Aditya-L1: its functioning and purpose

. Aditya L1 mission to observe Sun, unravel mysteries of its dynamics, help understand climate variation on Earth. Solar activity measured in terms of sunspots, solar flares, CMEs, solar wind. Aditya L1 to observe Sun 24X7, measure space weather parameters, help predict geomagnetic storms, understand space weather dynamics.

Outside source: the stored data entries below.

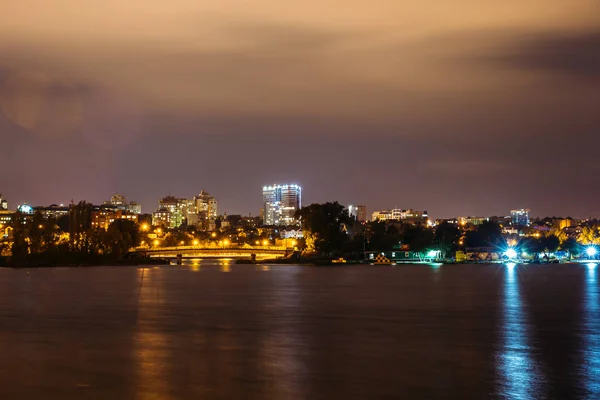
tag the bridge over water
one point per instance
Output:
(242, 252)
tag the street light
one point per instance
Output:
(591, 251)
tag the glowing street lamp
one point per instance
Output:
(591, 251)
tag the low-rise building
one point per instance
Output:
(161, 217)
(472, 220)
(103, 217)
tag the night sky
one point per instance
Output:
(463, 107)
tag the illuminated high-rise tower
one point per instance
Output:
(280, 203)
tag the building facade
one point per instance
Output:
(161, 217)
(205, 207)
(520, 217)
(178, 210)
(472, 220)
(103, 217)
(280, 203)
(397, 214)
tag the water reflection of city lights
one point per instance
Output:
(520, 376)
(591, 352)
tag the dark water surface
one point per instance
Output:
(220, 331)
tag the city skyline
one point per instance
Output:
(371, 211)
(458, 108)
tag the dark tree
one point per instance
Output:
(381, 236)
(571, 246)
(121, 236)
(80, 225)
(323, 226)
(446, 238)
(487, 234)
(550, 243)
(20, 247)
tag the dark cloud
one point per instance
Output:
(471, 121)
(568, 55)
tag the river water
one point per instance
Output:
(214, 330)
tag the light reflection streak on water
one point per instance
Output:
(520, 377)
(592, 333)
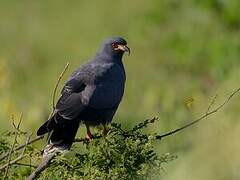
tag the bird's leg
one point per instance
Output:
(89, 135)
(105, 130)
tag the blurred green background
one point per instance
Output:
(183, 53)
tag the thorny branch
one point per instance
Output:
(20, 157)
(208, 113)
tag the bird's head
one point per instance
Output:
(115, 47)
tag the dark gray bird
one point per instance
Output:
(91, 95)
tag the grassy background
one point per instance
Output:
(183, 53)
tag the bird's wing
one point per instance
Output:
(69, 104)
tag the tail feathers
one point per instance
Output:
(46, 127)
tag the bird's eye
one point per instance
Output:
(114, 45)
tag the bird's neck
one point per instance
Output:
(110, 58)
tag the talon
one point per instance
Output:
(105, 131)
(89, 136)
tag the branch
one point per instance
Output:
(21, 146)
(208, 113)
(22, 155)
(45, 163)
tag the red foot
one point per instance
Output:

Usually when we huddle near a fire, we feel warm and as we move away, that warmth is reduced. But surprisingly the sun and its atmosphere don’t follow this rule. Made up of a soup of positively charged protons, negatively charged electrons and other ions mixed with the solar magnetic field, extending somewhere between 10 and 20 solar radii from the surface of the Sun, the solar corona, the atmosphere of the Sun is an enigma. While the surface of the Sun is 5,600 degrees, the corona, interestingly, is about two million degrees. “We have some idea of why it is so, but the problem is not fully resolved,” says Dipankar Banerjee, Director of Aryabhatta Research Institute of Observational Sciences (ARIES). “Observations from Adtiya L1 will help us understand the dynamics of the Sun and how solar variability impacts the climate on Earth and affects the space weather,” he adds.

Discovered by mathematician Joseph Louis Lagrange, L1 is one of the five points located approximately 1.5 million kilometres away, where the gravitational forces of the Sun and the Earth are in equilibrium. Hence, a spacecraft placed at L1 orbits the Sun at the same rate as Earth and affords an uninterrupted view of the Sun, making it an ideal observation post for space-based solar observatories.

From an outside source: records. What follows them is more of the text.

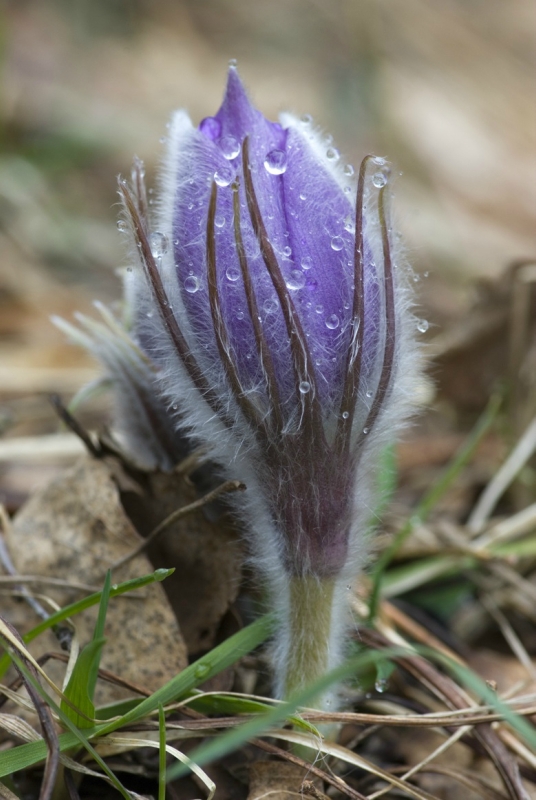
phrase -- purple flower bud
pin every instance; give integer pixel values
(269, 299)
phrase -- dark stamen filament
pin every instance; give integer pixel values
(159, 293)
(390, 322)
(250, 411)
(312, 415)
(355, 351)
(262, 346)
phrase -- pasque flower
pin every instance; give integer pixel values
(266, 295)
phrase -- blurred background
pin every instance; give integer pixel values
(444, 88)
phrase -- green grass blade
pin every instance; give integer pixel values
(162, 754)
(98, 635)
(87, 602)
(78, 690)
(217, 660)
(431, 498)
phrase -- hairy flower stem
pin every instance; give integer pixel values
(309, 628)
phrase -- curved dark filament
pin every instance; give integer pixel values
(263, 350)
(312, 415)
(250, 411)
(138, 183)
(355, 351)
(390, 324)
(159, 293)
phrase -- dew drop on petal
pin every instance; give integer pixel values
(349, 224)
(275, 162)
(223, 176)
(158, 242)
(337, 243)
(230, 147)
(332, 322)
(191, 284)
(380, 179)
(296, 280)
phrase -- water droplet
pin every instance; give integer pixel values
(275, 162)
(332, 154)
(270, 306)
(380, 179)
(138, 169)
(191, 284)
(223, 176)
(158, 242)
(349, 224)
(337, 243)
(296, 280)
(332, 322)
(230, 147)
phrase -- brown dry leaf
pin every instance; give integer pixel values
(277, 780)
(203, 547)
(74, 529)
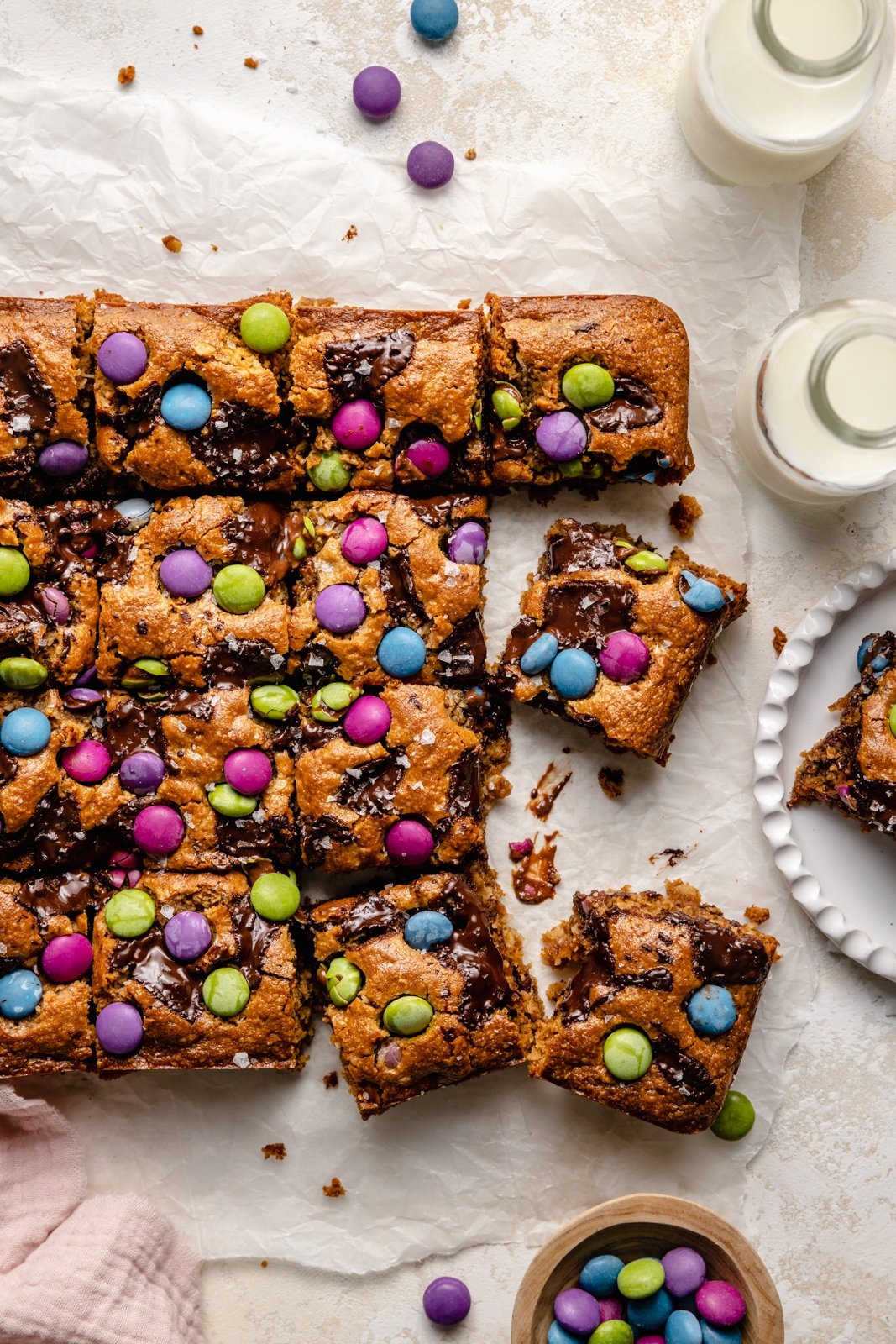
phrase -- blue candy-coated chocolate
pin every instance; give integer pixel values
(711, 1011)
(426, 929)
(600, 1276)
(401, 652)
(539, 655)
(574, 674)
(24, 732)
(20, 992)
(701, 596)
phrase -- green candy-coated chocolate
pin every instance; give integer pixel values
(265, 328)
(22, 674)
(331, 474)
(275, 895)
(627, 1054)
(407, 1015)
(587, 386)
(736, 1117)
(226, 991)
(344, 981)
(273, 702)
(130, 913)
(641, 1278)
(15, 571)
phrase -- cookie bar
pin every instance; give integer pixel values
(45, 974)
(186, 604)
(389, 400)
(587, 389)
(426, 985)
(414, 788)
(613, 635)
(183, 401)
(207, 984)
(45, 396)
(656, 1019)
(853, 768)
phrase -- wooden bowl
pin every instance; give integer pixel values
(647, 1225)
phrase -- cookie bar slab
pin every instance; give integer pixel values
(437, 763)
(367, 386)
(179, 1032)
(412, 584)
(244, 443)
(640, 433)
(199, 640)
(642, 958)
(594, 582)
(474, 1003)
(45, 396)
(56, 1034)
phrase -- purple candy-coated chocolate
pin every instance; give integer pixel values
(248, 770)
(187, 936)
(625, 656)
(429, 456)
(430, 165)
(66, 958)
(141, 772)
(157, 830)
(186, 573)
(123, 358)
(376, 92)
(562, 437)
(409, 843)
(446, 1301)
(468, 544)
(577, 1310)
(55, 604)
(363, 541)
(86, 763)
(356, 425)
(720, 1303)
(367, 721)
(340, 608)
(685, 1270)
(63, 459)
(120, 1028)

The L1 is currently home to the European Space Agency (ESA)- National Aeronautics and Space Administration (NASA) Solar and Heliospheric Observatory (SOHO) observing the Sun and its dynamics. Aditya L1 will join this observatory to unravel the mysteries of the dynamics of the Sun.

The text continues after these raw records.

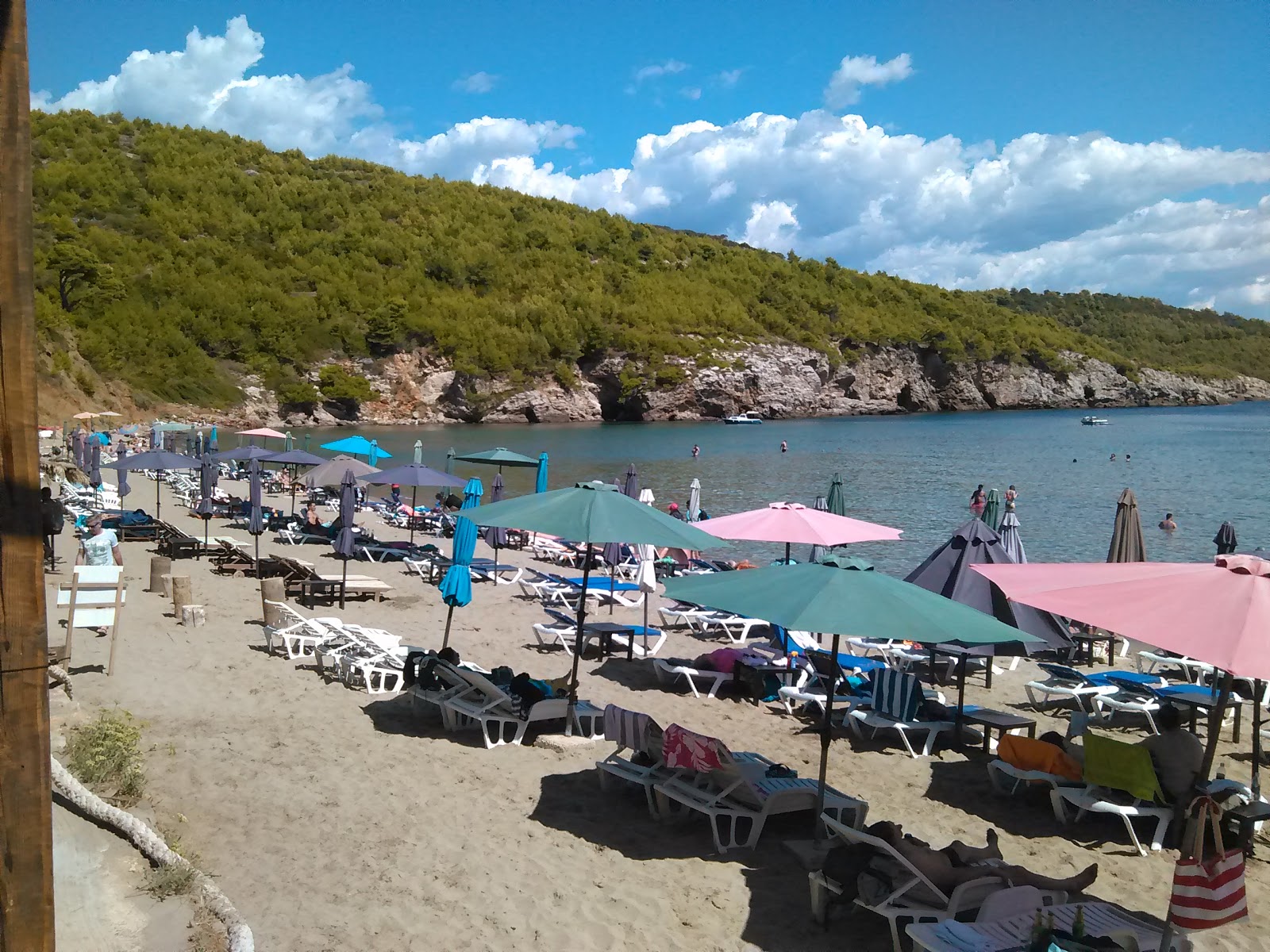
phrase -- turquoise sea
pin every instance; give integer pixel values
(1204, 465)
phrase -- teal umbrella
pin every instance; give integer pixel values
(992, 509)
(836, 503)
(456, 587)
(595, 513)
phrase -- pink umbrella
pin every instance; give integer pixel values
(794, 522)
(1218, 613)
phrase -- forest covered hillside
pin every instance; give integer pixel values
(177, 260)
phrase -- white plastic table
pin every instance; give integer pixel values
(1100, 919)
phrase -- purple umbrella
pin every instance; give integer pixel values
(256, 513)
(344, 543)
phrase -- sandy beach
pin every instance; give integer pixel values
(336, 820)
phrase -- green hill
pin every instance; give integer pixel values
(175, 259)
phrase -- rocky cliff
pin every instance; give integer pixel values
(779, 381)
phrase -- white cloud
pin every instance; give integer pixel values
(476, 83)
(658, 70)
(856, 71)
(1064, 213)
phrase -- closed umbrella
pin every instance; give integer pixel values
(1127, 543)
(592, 512)
(1225, 539)
(207, 471)
(413, 475)
(540, 482)
(831, 601)
(1011, 543)
(256, 512)
(495, 536)
(344, 541)
(992, 509)
(456, 587)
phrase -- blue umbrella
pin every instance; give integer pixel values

Launched on September 2, the craft will undergo five orbit-raising manoeuvres before being slingshot to the L1 point. The ship will coast for about four months before it reaches L1. At that stage, the thrusters will be fired to make the craft circle around the L1, placing it in what is known as a halo orbit around L1. From this vantage point, Aditya L1 can observe the Sun 24X7 using its four remote sensing payloads, and measure in-situ the various parameters of space weather.

Like a heartbeat, solar activity is measured in terms of the number of sunspots. Sunspots are cooler regions on the Sun’s surface which increase and decrease in a cycle of 11 years. When the Sun is active, the number of sunspots is in the hundreds, and at solar minimum, the numbers are nearly zero. However, according to Anamparambu Ramaprakash, who is with the Pune-based Inter-University Centre for Astronomy and Astrophysics, “despite the variation in solar activity, the emission in visible and long wavelengths is nearly steady. Whatever changes we observe in the solar radiation, nearly 80% occur in the ultraviolet range,” he says. The Earth’s upper atmosphere absorbs most of the solar UV rays. “The absorbed energy affects the atmosphere’s composition, temperature and other parameters. It is imperative to know how far variation in the UV rays emitted by the Sun contributes to climate variability on Earth,” he adds.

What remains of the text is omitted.